То ли ему не могли простить, что он был заместителем Стрелкова и в чине майора имел должность заместителя министра обороны, то ли по каким-то другим причинам, но после исхода Стрелкова из Славянска, он два месяца находился не у дел, хотя Донецк был на осадном положении, тёмен, мрачен и вокруг грохотало; к чести Ефрема Набатникова, он посвятил это время вооружению армии, мотался, как ужаленный, по заводам и поднимал ремонт бронетанковой техники. В районе улицы Ткаченко он снял с памятника 120-миллиметровый миномёт времён отечественной войны, и с него стали сделать копии для фронта. Потом получил должность коменданта Киевского района и до конца военного положения охранял город. Потом о нём забыли на целую осень, и это стоило ему первой седины в висках, потом снова вспомнили, и он стал «замком» – заместителем командира стрелкового батальона, кошмарил укрофашистов на фронтах ДНР и не угомонился, даже когда меня по его милости эвакуировали в Москву.

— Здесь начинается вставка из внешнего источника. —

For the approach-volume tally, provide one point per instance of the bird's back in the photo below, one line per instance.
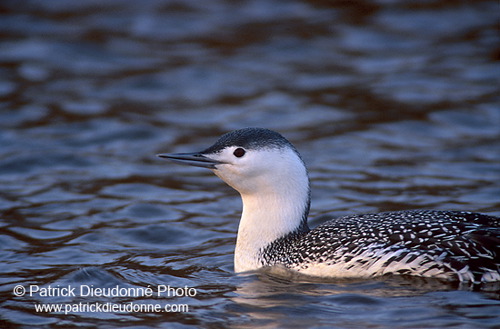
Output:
(452, 245)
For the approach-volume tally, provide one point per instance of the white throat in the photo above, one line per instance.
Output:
(274, 209)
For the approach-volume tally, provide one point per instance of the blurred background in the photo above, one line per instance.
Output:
(392, 104)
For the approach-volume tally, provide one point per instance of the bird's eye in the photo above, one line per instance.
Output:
(239, 152)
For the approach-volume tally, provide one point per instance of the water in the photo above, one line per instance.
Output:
(393, 105)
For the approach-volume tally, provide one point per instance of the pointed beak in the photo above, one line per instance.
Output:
(191, 159)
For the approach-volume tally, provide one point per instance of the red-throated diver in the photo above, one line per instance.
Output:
(268, 172)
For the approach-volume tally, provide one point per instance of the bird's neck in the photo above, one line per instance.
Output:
(271, 214)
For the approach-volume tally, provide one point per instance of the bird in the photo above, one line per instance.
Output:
(273, 182)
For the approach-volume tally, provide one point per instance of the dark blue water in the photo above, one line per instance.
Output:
(393, 105)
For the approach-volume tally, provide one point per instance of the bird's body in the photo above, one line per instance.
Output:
(272, 180)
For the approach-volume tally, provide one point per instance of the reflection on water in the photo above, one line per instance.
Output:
(393, 105)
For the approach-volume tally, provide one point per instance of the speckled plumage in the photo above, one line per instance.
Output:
(452, 245)
(271, 177)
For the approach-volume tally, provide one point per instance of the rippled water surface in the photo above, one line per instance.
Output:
(393, 105)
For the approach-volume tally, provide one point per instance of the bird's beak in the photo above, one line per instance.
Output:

Мы ходили по тылам, сотни раз пересекая участок между посадкой и полем, что слева от Перлиной, в виду Еленовки и элеватора, и ничего, а в этот раз у них, видно, где-то сел корректировщик артиллерийского огня, должно быть, в том же самом элеваторе. Мы прыгнули в машину и помчались, а там, где мы были мгновение назад, вырастали миномётные разрывы. Потом они стали нас нагонять, и мы поняли, что всё равно не уйдём. И Ефрем Набатников скомандовал покинуть машину. Мы прыгали на ходу, Дьяконов (позывной Рем) только слегка притормозил, и мы посыпались из кузова, как яблоки на дорогу. Мои ноги ещё не коснулись земли, а Рем уже дал газу и погнал в горку, я побежал следом за Ефремом Набатниковым в акациевую посадку. Девятикилограммовый ПКМ с полным лентой казался мне не тяжелее соломинки, и я даже обогнал всех и первым плюхнулся под корни акации и стал быстро-быстро окапываться, хотя почва была сухой и твёрдой, как бетон. Потом сзади ухнуло, земля вздрогнула и сразу же ещё раз, я оглянулся и увидел, что на холме горит Рем, а вокруг летают обломки. Лохматый хотел было кинуться, но Ефрем Набатников крикнул: «Куда?!» Ясно было, что уже ничем не поможешь. И мы стали расползаться, как тараканы, по щелям и канавам.
Когда мина воет, как дикая кошка, то, значит, летит мимо и взорвётся далеко, а если коротко свистит, то – рядом и по твою душу.
Потом они занялись нами, и мины стали детонировать совсем близко, вначале – в поле, потом – в кронах деревьев, осыпая всё окрест осколками. И в этот момент Ефрем Набатников решил, что везучесть наконец изменила ему. Он каким-то непостижимым образом оказался рядом и стал втискиваться в ту самую ямку, которую я, срывая ногти, успел вырыть между корнями акации, в которую и кролик не влезет; на душе мелькнул его золотой жетон с инициалами Е. Н. «Куда?! Куда?! – запротестовал я сварливо, в том смысле, что у тебя своя ямка есть! Но когда взглянул на него, то понял, что он не в себе и даже не слышит меня, а обращён только к минам, как к богу в небесах. В этот момент она, действительно, и прилетела, и должна была убить нас обоих, я даже почувствовал, где она взорвётся: в третьей развилке, правее, с краю, как раз прямёхонько над нами, и даже увидел, словно в замедленной съёмке, как лопается металл и сквозь него прорывается пламя. И Ефрема Набатникова тоже это увидел и прикрылся мной, то бишь нырнул и отжался, как штангой. И всё. Больше я ничего не помнил. Может, я и был его везением, однако, не понял своего счатья. Хорошо хоть мне левую руку не оттяпали, а дали срастись.
***
На обратном пути я заскочил в ювелирный, что в Столешниковом переулке, купил обручальное кольцо и радостный, и окрылённый помчался к Алле Потёмкиной в «Сити». Было шестнадцать десять, а в шестнадцать пятьдесят пять я вошёл к ней и понял, что что-то случилось.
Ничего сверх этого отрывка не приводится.